One of the major points of Quadratic Arithmetic Programs in proving systems is that solutions of their associated Rank-1 Constraint Systems are in 1:1 correspondence with certain polynomials $P$ divisible by the target polynomial $T$ of the QAP. Verifying solutions to the R1CS and hence, checking proper circuit execution is then achievable by polynomial division of $P$ by $T$.

QAP Satisfiability

Let $R$ be some Rank-1 Constraint System with associated variables $\left(<I_1, \ldots, I_n>;<W_1, \ldots, W_m>\right)$ and let $Q A P(R)$ be a Quadratic Arithmetic Program of $R$. Then the string $\left.\left(<I_1, \ldots, I_n\right\rangle ;<W_1, \ldots, W_m>\right)$ is a solution to the R1CS if and only if the following polynomial is divisible by the target polynomial $T$ :

\[\begin{aligned} P_{(I ; W)} = &\left(A_0+\sum_j^n I_j \cdot A_j+\sum_j^m W_j \cdot A_{n+j}\right) \cdot\left(B_0+\sum_j^n I_j \cdot B_j+\sum_j^m W_j \cdot B_{n+j}\right) \\ &-\left(C_0+\sum_j^n I_j \cdot C_j+\sum_j^m W_j \cdot C_{n+j}\right) \end{aligned}\]

since $P(x)$ has roots in $(m_1, \cdots, m_{k})$. To understand how Quadratic Arithmetic Programs define formal languages, observe that every QAP over a field $\mathbb{F}$ defines a decision function over the alphabet $\Sigma_I \times \Sigma_W=\mathbb{F} \times \mathbb{F}$ in the following way:

\[R_{Q A P}:(\mathbb{F})^* \times(\mathbb{F})^* \rightarrow\{\text { true }, \text { false }\} ;(I ; W) \mapsto \begin{cases}\text { true } & P_{(I ; W)} \text { is divisible by } T \\ \text { false } & \text { else }\end{cases}\]

 

Circuits, R1CS and QAP.

A generic proof system can be constructed from a circuit, then to R1CS and finally to QAP. Verifying a proof in the three representations is different:

  • Verifying a constructive proof in the case of a circuit is achieved by executing the circuit and then by comparing the result against the given proof.
  • Verifying the proof in the R1CS means checking if the elements (witness) of the proof satisfy the R1CS equations.
  • Verifying a proof in the QAP is done by polynomial division of the proof polynomial $P$ by the target polynomial $T$. The proof is verified if and only if $P$ is divisible by $T$.

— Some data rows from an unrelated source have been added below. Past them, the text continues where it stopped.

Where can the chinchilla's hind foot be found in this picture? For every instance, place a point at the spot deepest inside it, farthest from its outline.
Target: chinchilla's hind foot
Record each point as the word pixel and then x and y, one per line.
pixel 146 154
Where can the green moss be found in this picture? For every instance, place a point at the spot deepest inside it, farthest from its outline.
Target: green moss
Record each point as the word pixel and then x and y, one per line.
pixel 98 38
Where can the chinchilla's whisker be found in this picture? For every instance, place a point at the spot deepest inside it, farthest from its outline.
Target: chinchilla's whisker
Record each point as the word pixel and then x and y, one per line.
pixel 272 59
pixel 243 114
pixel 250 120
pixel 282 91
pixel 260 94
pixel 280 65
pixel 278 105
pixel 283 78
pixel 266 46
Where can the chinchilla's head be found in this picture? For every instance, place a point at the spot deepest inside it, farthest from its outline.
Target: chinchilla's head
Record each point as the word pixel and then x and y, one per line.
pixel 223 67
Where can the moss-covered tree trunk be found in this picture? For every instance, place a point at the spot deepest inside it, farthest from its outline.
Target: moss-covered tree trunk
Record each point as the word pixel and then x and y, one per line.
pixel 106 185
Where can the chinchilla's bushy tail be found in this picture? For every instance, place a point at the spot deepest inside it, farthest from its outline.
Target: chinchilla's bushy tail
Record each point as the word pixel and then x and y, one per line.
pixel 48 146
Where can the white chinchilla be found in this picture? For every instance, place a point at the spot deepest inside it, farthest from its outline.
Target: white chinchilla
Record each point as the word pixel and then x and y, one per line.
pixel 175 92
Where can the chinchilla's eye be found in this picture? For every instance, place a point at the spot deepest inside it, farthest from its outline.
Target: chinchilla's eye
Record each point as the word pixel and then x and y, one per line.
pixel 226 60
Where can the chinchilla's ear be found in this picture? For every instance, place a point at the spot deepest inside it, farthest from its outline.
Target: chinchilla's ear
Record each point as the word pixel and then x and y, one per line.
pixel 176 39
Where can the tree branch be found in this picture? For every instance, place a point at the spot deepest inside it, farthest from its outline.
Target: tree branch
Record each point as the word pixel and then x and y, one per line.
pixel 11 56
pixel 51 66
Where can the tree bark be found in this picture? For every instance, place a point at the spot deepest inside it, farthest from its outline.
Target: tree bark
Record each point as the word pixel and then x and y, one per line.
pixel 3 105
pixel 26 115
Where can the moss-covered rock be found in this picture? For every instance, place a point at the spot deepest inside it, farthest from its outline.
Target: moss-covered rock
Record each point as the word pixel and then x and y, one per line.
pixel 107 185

In this sense, the QAP representation is a more abstract (also more convenient) representation of proof system and requires verification of a polynomial divisibility property. This mathematical property is much easier to check in zero-knowledge than the others. The Groth16 proving system is the first efficient and practical proof system that follows the transformation from circuit to R1CS and then to QAP. The R1CS and circuit representations are typically used as intermediate representations in the proof generation process. As the lowest level representation of the proof system, the algeraic circuit can be efficiently generated by high-level programming languages (e.g., circom, rust, etc.). In circom, we only need to define the circuit and the compiler will automatically generate the final proof system (circuit -> R1CS -> QAP) based on our chosen backend protocol (e.g., Groth16, Plonk, etc.).